More on the weight issue --- I've been trying to lose weight since January. I've been going up and down because of stressfull events like death in the family, or out of the ordinary things that cause changes in my eating habits, like road trips or visitors to our house. I'm down about 10lbs overall though. I really fell off the bandwagon about two weeks ago, and gained about 6 lbs back in that period... but for this next month while we earnestly trying to conceive I'm going to try to be very good about eating, and exercise! I hate exercise... ;)

Thursday, July 7, 2011

One day until...

My doctor's appointment. One day until I find out if I'm going to get any medical help for my abnormal body. Can't wait!

Wednesday, July 6, 2011

The reason for this blog

Beginning is the hardest part. Beginning this post, which is the beginning of this blog, and that, in turn, is the beginning of this journey. Taking that first step down a path with an uncertain destination, but knowing if you never begin the certainties that await you are undesirable at best. In this case, the beginning is admitting to myself that I need help as far as my reproductive system goes. Admitting that all the self-research and self-medicating is not moving me forward. Admitting that all I've done so far is obsess over what I feel I should able to accomplish alone.

My walk as a Christian is shaky and inconsistent, but I am trying to change my habits to reflect a Godly relationship with my Saviour. In that, I'm having to take that first step, that leap of faith and stop relying on what I can do for myself as far as my fertility goes. It's not in my hands. Does that mean I won't go to a doctor and try to get medical help?

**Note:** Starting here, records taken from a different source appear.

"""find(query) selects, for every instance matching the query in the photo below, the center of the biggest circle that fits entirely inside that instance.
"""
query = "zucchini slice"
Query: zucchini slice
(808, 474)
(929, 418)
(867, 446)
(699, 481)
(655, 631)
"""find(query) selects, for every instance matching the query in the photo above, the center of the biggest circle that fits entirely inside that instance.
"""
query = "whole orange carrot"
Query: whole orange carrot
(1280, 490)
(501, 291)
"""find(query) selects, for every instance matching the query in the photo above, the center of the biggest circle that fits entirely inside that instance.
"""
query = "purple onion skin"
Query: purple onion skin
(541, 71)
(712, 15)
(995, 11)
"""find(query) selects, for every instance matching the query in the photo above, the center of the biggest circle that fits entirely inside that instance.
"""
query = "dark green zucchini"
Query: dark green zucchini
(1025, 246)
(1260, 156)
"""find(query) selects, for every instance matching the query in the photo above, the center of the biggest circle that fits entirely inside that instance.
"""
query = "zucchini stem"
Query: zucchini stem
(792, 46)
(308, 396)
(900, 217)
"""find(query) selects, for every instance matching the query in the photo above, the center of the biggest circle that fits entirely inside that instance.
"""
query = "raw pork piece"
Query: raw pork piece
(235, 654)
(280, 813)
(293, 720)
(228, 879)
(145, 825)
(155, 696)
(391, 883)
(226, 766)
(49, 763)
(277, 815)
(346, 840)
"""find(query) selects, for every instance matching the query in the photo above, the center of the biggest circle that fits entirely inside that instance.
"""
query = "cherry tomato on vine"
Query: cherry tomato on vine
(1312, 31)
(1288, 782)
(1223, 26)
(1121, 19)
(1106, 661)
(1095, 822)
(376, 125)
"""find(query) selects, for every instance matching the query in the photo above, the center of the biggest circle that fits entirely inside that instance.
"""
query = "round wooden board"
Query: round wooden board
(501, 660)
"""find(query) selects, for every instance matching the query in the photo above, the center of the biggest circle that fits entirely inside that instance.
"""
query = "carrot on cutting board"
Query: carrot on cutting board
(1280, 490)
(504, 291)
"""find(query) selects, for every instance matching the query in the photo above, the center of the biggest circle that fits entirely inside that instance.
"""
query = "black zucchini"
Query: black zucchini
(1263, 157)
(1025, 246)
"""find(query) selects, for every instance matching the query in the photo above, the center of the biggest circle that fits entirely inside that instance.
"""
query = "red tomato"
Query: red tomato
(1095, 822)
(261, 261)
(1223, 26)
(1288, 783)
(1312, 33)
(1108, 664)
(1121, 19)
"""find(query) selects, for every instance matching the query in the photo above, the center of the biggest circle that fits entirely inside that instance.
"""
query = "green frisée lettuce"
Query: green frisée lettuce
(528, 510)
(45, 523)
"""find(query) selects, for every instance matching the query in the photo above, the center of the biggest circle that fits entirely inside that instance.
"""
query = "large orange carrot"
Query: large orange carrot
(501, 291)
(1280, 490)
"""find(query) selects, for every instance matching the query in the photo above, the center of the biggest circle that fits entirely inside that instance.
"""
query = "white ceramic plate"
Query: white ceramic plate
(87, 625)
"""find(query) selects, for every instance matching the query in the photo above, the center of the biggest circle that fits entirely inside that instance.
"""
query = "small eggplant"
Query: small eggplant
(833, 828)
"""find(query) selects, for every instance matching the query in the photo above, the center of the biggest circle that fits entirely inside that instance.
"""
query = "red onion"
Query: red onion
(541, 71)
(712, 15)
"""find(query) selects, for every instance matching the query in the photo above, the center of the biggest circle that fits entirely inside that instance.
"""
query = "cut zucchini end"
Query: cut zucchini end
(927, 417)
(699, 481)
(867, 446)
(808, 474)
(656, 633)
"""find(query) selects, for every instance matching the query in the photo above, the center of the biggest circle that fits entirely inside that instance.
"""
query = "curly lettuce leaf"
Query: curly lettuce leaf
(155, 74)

No. I truly believe that God gave humans the intelligence to discover how His creation functions. But even going to a doctor is a leap of faith for me. Starting this journal is another. Both are part of a greater acknowledgement of my own imperfections, and discovering how to be content in all things.


I think I have always know that I would struggle with having children. I always wanted to adopt, and even before my body physically matured, I asked my mom if she would surrogate for me if I was never able to have my own kids. Maybe that is a normal question for a little girl, but now it only strikes me as odd.

Once I hit puberty, my fears heightened. You see, there's a cycle that a woman's body has to go through in order to be able to reproduce. Mine doesn't really do it. Sure, every once in a while, when it feels like it, usually at the most inconvenient times for me (first day at a new job anyone?). But for the most part, my body has never worked the way most people's does. I don't even get sick the same way most people to. I feel like I'm always part of the 0.00001% of the population that will get the same virus as everyone else but it manifests in the most obscure ways. Anyway, I'm headed to a new doctor on Friday to get all checked out. Again. I'm hoping that she will take me seriously. The last doctor I had been going to (over a year ago) was pretty awful. For example: they recorded my blood pressure when they didn't even take it. So why should I trust them with my uterus???

All that being said, I am holding onto the promise of Psalm 113:9. I believe that I will one day be the joyful mother of children. And it may be through adoption instead of through more natural means. I'm perfectly fine with that. If my husband and I were a little older (most countries have age requirements) I would possibly pursue that and forget all this medical junk. I think one day my husband and I will pursue adoption regardless of whether we have biological children or not. While this journey has an uncertain destination, I highly prefer it to the certainty of relying solely on myself.

But, until then, I'm just the barren woman.